Ce n'est pas d’ailleurs la seule fois où Didier Savard raconte un événement, souvent un meurtre, qui ne reçoit pas d'explication rationnelle par la suite. Il avait déjà utilisé ce genre de dispositif narratif dans des tomes précédents, dans celui-ci il l'utilise à plusieurs reprises. Cela induit une certaine gymnastique de l'esprit pour le lecteur pour distinguer les faits qui font avancer l'intrigue, et les moments qui relève de la licence artistique, et qu'il est prié d'accepter en l'état. Le lecteur fournit un petit effort pour suivre le déroulement de l'intrigue qui s'avère dense et un peu échevelée, macabre et peuplée d'individus peu recommandables. Il constate également que Mathilde de Kercroix est de retour : elle était l'un des personnages principaux dans Dick Hérisson, tome 7 : Le Tombeau d'Absalom (1996). Il est également question de Tom Carr, cinéaste, personnage de premier plan dans Dick Hérisson, tome 8 : La Maison du pendu (1998). Enfin, Dick Hérisson fait une référence explicite à une situation similaire à celle où il se trouve avec Jérôme Doutendieu, survenue dans Une aventure de Dick Hérisson, tome 5 : La Conspiration des poissonniers (1993). L'auteur tisse ainsi une continuité entre plusieurs de ses albums, sans que le récit ne devienne inintelligible si le lecteur ne les a pas lus. Il effectue d’autres références explicites, à Chéri-Bibi (1913, 1919, 1925) de Gaston Leroux (1868-1927), Les contrebandiers de Moonfleet (1955) de Fritz Lang (1890-1976), Psychose (1960) d'Alfred Hitchcock (1899-1980). Il reprend également une scène tirée d'un Tintin comme il l'avait fait dans le tome précédent : cette fois-ci il s'agit d'un individu enfermé dans une cave et tapant sur les canalisations pour se faire remarquer, à l'identique d'une scène dans Les Aventures de Tintin, Tome 18 : L'affaire Tournesol (1956).

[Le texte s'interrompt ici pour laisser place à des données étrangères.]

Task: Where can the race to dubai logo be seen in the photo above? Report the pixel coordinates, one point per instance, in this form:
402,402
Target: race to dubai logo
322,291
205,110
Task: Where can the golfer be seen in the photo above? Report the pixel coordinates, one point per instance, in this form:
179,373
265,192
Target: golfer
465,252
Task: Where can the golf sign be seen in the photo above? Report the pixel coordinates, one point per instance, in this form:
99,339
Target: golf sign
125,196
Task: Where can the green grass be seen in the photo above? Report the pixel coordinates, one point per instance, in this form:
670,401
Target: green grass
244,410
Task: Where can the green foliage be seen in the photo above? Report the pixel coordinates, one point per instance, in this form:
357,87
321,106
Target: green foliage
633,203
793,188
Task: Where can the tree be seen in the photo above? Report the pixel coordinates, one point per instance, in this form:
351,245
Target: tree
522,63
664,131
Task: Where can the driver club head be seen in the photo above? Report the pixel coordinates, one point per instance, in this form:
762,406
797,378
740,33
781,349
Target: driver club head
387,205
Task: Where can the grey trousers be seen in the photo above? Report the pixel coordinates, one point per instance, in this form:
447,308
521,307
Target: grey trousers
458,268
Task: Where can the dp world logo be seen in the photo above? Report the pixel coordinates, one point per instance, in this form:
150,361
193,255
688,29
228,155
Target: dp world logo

Comme pour l'histoire, le lecteur observe que la narration visuelle s'est également densifiée. Au fil des albums, Didier Savard s'est éloigné d'une ligne claire propre et aérée, ses traits de contour devenant plus fins, moins réguliers, donnant une sensation d'images plus compactes et un peu rugueuses. Cela ajout fortement à l'impression que l'histoire est complexe et difficile à bien saisir. Pour autant, cette évolution n'enlève rien au plaisir de la lecture. Les personnages restent visuellement bien définis et fidèles à leur apparence pour Hérisson, Doutendieu et Mathilde de Kercroix/Beausite. Comme à son habitude, l'artiste exagère les autres personnages en leur donnant des trognes marquées, que ce soit Trégomeur, l'antiquaire, les pensionnaires de l'asile Saint Yves dont un se tourne vers le lecteur pour lui faire un signe, les trois habitués du café Le Korrigan qui semblent être en provenance directe de la partie de cartes de Pagnol, ou encore la mère Marchandeux. S'il y prête attention, le lecteur remarque que Savard s'amuse aussi avec des personnages apparaissant le temps d'une case, par exemple la vieille matrone bretonne en costume traditionnel qui emprunte un livre de Sade à la bibliothèque (planche 28), ou encore le gros monsieur qui lit un livre dans la même bibliothèque, livre contenant une lettre de l'alphabet par page.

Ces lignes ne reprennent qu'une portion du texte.